Several agents are now available that inhibit the action of tumor necrosis factor-alpha (TNF-a). TNF-a is a small protein (cytokine) that is released from cells involved in the inflammatory response. TNF-a seems to be a key chemical mediator that promotes inflammation and joint erosion in rheumatoid arthritis.83 Drugs that inhibit this chemical will therefore help delay the progression of this disease by decreasing TNF-a s destructive effects.70... 

Mechanism of Action. As indicated, these agents bind selectively to TNF-a (see Fig. 16-2).7,70,91 This action prevents TNF-a from binding to surface receptors located on other inflammatory cells. TNF is therefore unable to activate other inflammatory cells that cause inflammation and joint destruction in rheumatoid arthritis.70... 

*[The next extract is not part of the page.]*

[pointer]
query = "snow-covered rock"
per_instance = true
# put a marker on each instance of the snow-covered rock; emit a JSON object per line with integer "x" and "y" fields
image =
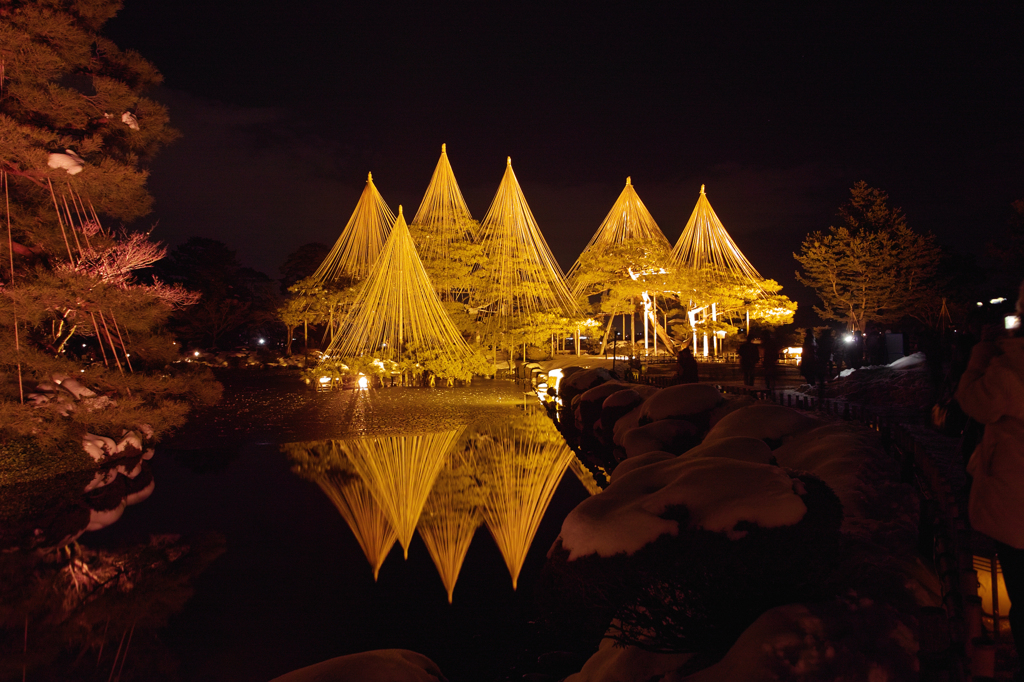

Anakinra (Kineret) blocks the effects of interleukin-1 on joint tissues. Like TNF-a, interleukin-1 is a cytokine that promotes inflammation and joint destruction in rheumatoid arthritis.23,36 By blocking interleukin-1 receptors on joint tissues, anakinra prevents the destructive events mediated by this cytokine. This drug appears to be moderately effective in limiting the progression of rheumatoid arthritis, and it is generally well tolerated.36 Hence, anakinra is another option that can be used alone or in combination with other DMARDs such as methotrexate.23...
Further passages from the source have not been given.